The Autonomic Nervous System is our body’s automatic control mechanism for a wide variety of bodily functions. It regulates our heart rate, digestion, respiratory rate (when we are not trying to change it), pupillary dilation, urination, and sexual arousal. This is also the system that activates and deactivates – our fight, flight, freeze or shut down response. All these bodily functions operate almost entirely unconsciously.
Our Automatic Nervous System can be divided into two areas – the sympathetic and the parasympathetic. The sympathetic nervous system known as the ‘Stress System’ initiates the flight and fight response, increases alertness, energy, blood pressure, heart rate and our breathing rate.
The Parasympathetic nervous system which can also be called the ‘Rest and Digest’ system, decreases our alertness, blood pressure and our heart rate. This system also helps our body to digest food, calm us down and relax the body. Some people may describe the sympathetic system as the accelerator of the body and the parasympathetic as the brake.

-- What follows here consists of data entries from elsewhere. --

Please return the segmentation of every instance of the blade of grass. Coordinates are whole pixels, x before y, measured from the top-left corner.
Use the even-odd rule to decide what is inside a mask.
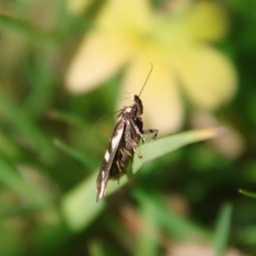
[[[223,132],[220,128],[208,128],[172,135],[153,143],[143,145],[141,154],[143,160],[135,157],[132,171],[136,172],[143,162],[154,160],[170,153],[186,144],[215,137]],[[61,210],[71,230],[79,231],[88,225],[103,208],[104,199],[96,202],[96,180],[98,173],[94,172],[76,188],[62,198]],[[120,189],[127,182],[127,177],[123,177],[119,183],[116,181],[108,182],[107,195]],[[169,218],[168,216],[166,218]]]
[[[104,207],[103,200],[96,202],[96,177],[94,172],[62,198],[61,209],[73,231],[80,231],[89,225]]]
[[[220,210],[214,237],[214,256],[222,256],[226,248],[232,209],[230,204],[225,204]]]
[[[25,180],[16,168],[0,156],[0,182],[27,200],[33,207],[45,208],[51,205],[39,188]]]
[[[155,212],[155,219],[159,227],[164,229],[167,234],[177,240],[184,241],[198,239],[200,241],[212,241],[210,232],[183,217],[172,211],[160,195],[146,195],[143,191],[134,190],[133,195],[140,204],[147,203],[148,209]]]
[[[249,197],[256,198],[256,193],[248,192],[243,189],[239,189],[239,193]]]
[[[88,154],[76,151],[73,148],[70,148],[60,140],[55,139],[53,143],[55,147],[65,152],[67,154],[69,154],[78,161],[81,162],[84,166],[91,169],[96,169],[97,166],[99,166],[99,163],[96,162],[96,160],[95,160],[92,157],[89,157]],[[84,155],[86,155],[86,157]]]
[[[224,127],[212,127],[201,130],[194,130],[169,137],[162,137],[145,143],[140,147],[142,159],[134,157],[132,172],[135,173],[143,163],[159,158],[183,146],[217,137],[226,131]]]
[[[155,208],[143,201],[140,204],[139,233],[136,239],[135,255],[159,255],[160,232]]]
[[[0,110],[30,143],[36,147],[46,160],[55,157],[54,148],[42,129],[38,127],[26,113],[9,97],[0,93]]]

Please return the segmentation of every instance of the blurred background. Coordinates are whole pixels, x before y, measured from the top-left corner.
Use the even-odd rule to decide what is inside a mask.
[[[0,0],[0,254],[256,255],[255,27],[249,0]],[[145,129],[229,132],[96,204],[99,119],[150,63]]]

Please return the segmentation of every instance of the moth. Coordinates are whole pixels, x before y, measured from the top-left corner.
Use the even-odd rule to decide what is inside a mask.
[[[142,158],[137,152],[136,148],[140,139],[142,139],[143,143],[146,141],[143,135],[153,134],[151,140],[154,140],[157,137],[157,129],[143,130],[142,119],[143,106],[140,96],[151,72],[152,67],[140,94],[138,96],[131,94],[134,104],[130,107],[124,107],[118,114],[118,121],[113,129],[96,179],[96,201],[104,196],[108,179],[119,180],[120,177],[126,172],[129,160],[134,154]]]

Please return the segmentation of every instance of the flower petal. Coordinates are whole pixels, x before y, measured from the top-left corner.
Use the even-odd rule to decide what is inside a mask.
[[[192,5],[184,22],[192,38],[217,41],[228,30],[228,17],[224,9],[216,3],[201,1]]]
[[[173,65],[185,92],[195,106],[213,110],[234,96],[236,73],[224,55],[206,45],[183,49]]]
[[[183,112],[177,82],[164,62],[150,57],[133,61],[125,74],[121,97],[123,92],[139,95],[150,71],[150,61],[153,71],[140,96],[144,107],[144,129],[159,129],[160,135],[165,135],[180,128]]]
[[[79,48],[66,77],[69,91],[82,93],[108,79],[127,61],[132,52],[121,38],[103,32],[91,32]]]

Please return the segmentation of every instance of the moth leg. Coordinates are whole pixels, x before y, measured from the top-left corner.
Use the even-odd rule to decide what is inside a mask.
[[[157,129],[148,129],[148,130],[145,130],[143,131],[143,134],[152,134],[154,133],[151,141],[154,141],[156,139],[156,137],[158,135],[158,130]]]
[[[118,177],[118,184],[119,184],[119,179],[120,179],[120,177],[122,176],[122,170],[121,170],[121,167],[120,167],[120,165],[119,165],[119,162],[117,160],[116,161],[116,166],[119,171],[119,177]]]
[[[134,139],[131,137],[131,127],[134,128],[137,135],[138,134],[141,137],[142,134],[141,134],[139,129],[137,128],[137,126],[136,125],[136,124],[133,122],[133,120],[131,119],[131,121],[132,125],[131,125],[130,122],[127,122],[127,124],[126,124],[126,129],[125,131],[125,142],[126,142],[126,143],[128,143],[131,145],[131,147],[133,149],[133,152],[137,154],[137,156],[138,158],[143,158],[143,156],[141,154],[139,154],[135,148],[137,145],[137,143],[134,142]],[[135,145],[133,144],[133,143]]]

What does this have to do with Mindfulness and Meditation?
Research shows that meditation soothes the nerves in our body. The sympathetic nervous system is greatly affected by meditation as it reduces the effects of anxiety, tension, fatigue, and stress. The Parasympathetic nervous system is activated when we practice Mindfulness as it slows down our heart rate, breathing rate and blood pressure.
We can spend our whole day in sympathetic arousal, feeling like we have no capacity to switch this off, being stuck in this spiralling stress cycle. If this is our day-to-day way of operating, we will end up with an overactivation of the SNS which can lead to a general and prolonged state of SNS dominance.

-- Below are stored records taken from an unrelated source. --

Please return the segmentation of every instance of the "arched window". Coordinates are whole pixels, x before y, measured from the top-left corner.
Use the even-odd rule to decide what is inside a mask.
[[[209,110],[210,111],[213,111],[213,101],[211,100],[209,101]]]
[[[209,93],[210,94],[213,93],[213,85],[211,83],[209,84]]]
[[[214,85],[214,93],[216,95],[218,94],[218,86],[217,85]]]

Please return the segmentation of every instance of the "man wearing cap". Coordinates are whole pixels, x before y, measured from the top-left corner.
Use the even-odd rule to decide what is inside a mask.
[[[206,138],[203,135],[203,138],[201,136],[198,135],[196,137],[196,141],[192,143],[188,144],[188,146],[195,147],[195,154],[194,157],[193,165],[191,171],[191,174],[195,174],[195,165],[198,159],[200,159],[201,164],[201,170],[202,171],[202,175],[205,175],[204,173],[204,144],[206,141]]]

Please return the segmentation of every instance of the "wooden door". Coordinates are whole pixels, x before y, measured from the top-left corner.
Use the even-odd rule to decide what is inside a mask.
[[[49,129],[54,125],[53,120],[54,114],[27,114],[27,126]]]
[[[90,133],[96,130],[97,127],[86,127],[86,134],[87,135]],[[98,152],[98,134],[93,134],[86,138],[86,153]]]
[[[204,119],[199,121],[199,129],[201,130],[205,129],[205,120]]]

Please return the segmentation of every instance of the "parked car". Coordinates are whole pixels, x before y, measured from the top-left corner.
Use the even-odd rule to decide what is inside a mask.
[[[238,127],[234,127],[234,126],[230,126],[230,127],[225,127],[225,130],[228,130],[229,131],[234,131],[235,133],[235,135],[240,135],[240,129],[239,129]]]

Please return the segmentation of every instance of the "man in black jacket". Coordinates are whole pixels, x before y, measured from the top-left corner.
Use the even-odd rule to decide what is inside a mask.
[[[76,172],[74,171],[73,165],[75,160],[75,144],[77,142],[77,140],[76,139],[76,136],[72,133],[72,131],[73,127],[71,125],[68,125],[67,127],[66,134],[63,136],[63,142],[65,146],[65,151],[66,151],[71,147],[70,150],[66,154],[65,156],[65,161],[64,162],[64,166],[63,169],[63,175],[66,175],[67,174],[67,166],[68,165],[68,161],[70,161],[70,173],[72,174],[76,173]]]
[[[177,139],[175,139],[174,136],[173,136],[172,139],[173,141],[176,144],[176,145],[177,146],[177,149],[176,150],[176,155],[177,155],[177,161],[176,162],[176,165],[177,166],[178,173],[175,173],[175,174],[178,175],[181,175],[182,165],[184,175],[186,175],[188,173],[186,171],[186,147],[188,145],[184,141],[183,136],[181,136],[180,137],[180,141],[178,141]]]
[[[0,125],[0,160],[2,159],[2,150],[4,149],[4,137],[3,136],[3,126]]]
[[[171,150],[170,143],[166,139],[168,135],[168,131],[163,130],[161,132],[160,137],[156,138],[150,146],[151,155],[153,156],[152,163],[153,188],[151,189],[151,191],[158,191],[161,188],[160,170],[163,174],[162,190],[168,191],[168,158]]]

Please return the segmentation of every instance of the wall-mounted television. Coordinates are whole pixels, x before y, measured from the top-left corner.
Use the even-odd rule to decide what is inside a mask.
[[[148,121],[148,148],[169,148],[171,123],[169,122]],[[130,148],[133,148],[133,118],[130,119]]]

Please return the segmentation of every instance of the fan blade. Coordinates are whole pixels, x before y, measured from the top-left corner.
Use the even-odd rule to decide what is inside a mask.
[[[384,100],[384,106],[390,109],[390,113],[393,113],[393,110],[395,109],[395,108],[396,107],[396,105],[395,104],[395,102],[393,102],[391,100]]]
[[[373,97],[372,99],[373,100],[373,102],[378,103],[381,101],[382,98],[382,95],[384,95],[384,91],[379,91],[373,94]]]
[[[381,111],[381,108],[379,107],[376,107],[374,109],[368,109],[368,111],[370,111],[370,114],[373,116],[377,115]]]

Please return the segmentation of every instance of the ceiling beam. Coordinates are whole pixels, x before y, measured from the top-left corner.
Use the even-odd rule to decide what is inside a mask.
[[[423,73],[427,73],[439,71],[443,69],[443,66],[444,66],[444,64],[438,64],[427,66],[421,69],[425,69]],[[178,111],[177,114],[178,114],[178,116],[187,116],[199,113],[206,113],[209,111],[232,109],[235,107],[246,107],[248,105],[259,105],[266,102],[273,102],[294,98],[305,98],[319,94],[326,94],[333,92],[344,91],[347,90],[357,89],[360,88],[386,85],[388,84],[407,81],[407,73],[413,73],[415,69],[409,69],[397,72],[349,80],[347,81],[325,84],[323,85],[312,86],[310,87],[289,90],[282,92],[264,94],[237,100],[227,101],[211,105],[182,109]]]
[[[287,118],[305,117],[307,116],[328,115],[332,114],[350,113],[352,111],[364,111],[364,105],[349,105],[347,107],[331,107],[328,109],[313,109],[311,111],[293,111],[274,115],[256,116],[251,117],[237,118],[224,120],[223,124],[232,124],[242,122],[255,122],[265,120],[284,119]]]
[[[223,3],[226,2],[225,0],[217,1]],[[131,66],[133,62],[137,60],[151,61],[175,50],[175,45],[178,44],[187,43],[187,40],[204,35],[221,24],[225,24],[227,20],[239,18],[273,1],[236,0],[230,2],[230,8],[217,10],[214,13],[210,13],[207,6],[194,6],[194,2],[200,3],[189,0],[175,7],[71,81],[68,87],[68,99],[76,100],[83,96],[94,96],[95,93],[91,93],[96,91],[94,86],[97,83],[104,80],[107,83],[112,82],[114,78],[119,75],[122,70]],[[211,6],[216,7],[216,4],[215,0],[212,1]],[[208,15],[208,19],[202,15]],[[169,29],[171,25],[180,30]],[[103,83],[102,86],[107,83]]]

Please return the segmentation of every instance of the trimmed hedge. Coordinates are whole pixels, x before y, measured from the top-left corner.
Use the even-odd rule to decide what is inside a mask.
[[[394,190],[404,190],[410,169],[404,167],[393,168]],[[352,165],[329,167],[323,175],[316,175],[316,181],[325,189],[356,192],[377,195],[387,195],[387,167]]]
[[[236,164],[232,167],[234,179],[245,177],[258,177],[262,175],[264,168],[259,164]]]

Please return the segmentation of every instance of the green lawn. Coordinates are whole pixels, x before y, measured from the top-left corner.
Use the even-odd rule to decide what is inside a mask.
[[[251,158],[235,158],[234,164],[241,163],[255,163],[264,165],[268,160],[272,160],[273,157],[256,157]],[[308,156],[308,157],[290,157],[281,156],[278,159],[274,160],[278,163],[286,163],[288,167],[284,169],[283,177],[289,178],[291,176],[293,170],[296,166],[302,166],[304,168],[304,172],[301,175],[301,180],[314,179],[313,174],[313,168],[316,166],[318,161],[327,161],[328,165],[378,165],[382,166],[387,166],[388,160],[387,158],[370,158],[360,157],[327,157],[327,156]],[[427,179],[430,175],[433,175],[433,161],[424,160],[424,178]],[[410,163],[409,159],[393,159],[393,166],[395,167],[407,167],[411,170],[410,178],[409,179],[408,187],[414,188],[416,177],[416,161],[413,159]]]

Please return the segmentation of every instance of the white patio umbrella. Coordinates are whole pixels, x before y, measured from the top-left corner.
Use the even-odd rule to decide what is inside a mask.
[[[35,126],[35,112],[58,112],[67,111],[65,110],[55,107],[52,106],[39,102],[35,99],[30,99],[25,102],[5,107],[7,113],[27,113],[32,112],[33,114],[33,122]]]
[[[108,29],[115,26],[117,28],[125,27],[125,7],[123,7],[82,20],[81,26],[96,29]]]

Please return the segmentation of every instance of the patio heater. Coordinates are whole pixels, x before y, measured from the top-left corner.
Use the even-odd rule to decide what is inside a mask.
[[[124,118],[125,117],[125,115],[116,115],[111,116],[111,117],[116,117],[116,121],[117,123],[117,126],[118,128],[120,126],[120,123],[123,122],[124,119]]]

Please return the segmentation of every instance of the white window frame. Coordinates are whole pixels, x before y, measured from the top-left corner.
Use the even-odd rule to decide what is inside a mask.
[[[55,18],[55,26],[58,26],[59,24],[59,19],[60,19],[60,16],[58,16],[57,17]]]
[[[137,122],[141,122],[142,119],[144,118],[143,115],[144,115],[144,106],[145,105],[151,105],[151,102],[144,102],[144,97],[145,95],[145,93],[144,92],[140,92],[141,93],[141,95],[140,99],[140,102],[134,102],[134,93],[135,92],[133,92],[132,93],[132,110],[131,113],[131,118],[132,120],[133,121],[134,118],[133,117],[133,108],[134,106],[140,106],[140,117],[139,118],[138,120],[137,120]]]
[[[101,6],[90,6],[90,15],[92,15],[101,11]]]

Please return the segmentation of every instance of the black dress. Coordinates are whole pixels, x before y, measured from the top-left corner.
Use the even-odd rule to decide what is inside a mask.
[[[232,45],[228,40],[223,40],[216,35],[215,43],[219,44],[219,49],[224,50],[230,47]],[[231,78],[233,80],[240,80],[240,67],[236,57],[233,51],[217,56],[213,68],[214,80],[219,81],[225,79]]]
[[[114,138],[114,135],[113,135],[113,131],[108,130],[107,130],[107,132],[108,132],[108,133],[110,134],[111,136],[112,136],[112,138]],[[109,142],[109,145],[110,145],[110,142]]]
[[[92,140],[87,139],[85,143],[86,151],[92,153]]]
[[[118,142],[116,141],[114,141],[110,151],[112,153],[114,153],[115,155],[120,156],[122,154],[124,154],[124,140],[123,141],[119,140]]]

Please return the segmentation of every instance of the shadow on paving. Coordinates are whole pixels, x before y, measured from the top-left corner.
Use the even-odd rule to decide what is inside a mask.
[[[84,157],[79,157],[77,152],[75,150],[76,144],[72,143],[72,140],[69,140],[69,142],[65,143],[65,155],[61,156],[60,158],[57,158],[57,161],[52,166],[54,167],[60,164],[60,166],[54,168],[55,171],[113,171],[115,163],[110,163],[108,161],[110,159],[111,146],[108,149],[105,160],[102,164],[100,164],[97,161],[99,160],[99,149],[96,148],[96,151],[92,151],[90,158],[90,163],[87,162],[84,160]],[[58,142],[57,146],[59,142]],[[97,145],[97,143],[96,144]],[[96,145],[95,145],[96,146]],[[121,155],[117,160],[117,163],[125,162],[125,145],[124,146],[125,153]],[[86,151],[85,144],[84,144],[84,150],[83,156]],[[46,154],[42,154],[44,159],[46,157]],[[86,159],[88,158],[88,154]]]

Mindfulness activates the Parasympathetic nervous system in many ways. Firstly, when we are focused just on the present and usually just on one thing, it helps to limit activity in the brain’s neural network, the Default Mode Network in the brain, where our brains wander and tend to think of worries, past and future. The brain loves to think of and ‘go to’ to any problems or worries we have because of our ‘negativity bias’.
Secondly when we focus on our senses, the body and often the breath, this usually slows down our breathing. When we slow down our breathing, we give messages to the brain that it is safe to relax which in turn turns off the sympathetic flight or fight system.
The more we practice being Mindful, the more we train the brain and body to switch off the Sympathetic nervous system and to switch into the Parasympathetic Nervous System. This is immensely powerful and has a huge impact on the quality of our lives.
According to the world-famous author of Minding the Body, Mending the Mind, Dr. Borysenko, meditation teaches us just how important it is to regularly activate the body’s natural "relaxation response" – training our minds through meditation so that stress responses simply can’t take over, perpetually maintaining our mental/emotional health and general well-being.
Deep breathing and the Parasympathetic nervous system
Although nearly all of the PNS system is unconscious and operates automatically, we can change the activation of the SNS to the PNS simply with our breath. This is one important function we do have control over!
All we need is 3 deep breaths - three deep ‘in’ breaths and three deep ‘out’ breaths.
The inhale breath stimulates our sympathetic nervous system which increases our heart rate. The out breath stimulates the parasympathetic nervous system, decreasing our heart rate. So, what we are aiming for is to have more of the parasympathetic system working than the sympathetic which is why we try to extend the exhale. This affects what is called the Heart Rate Variability.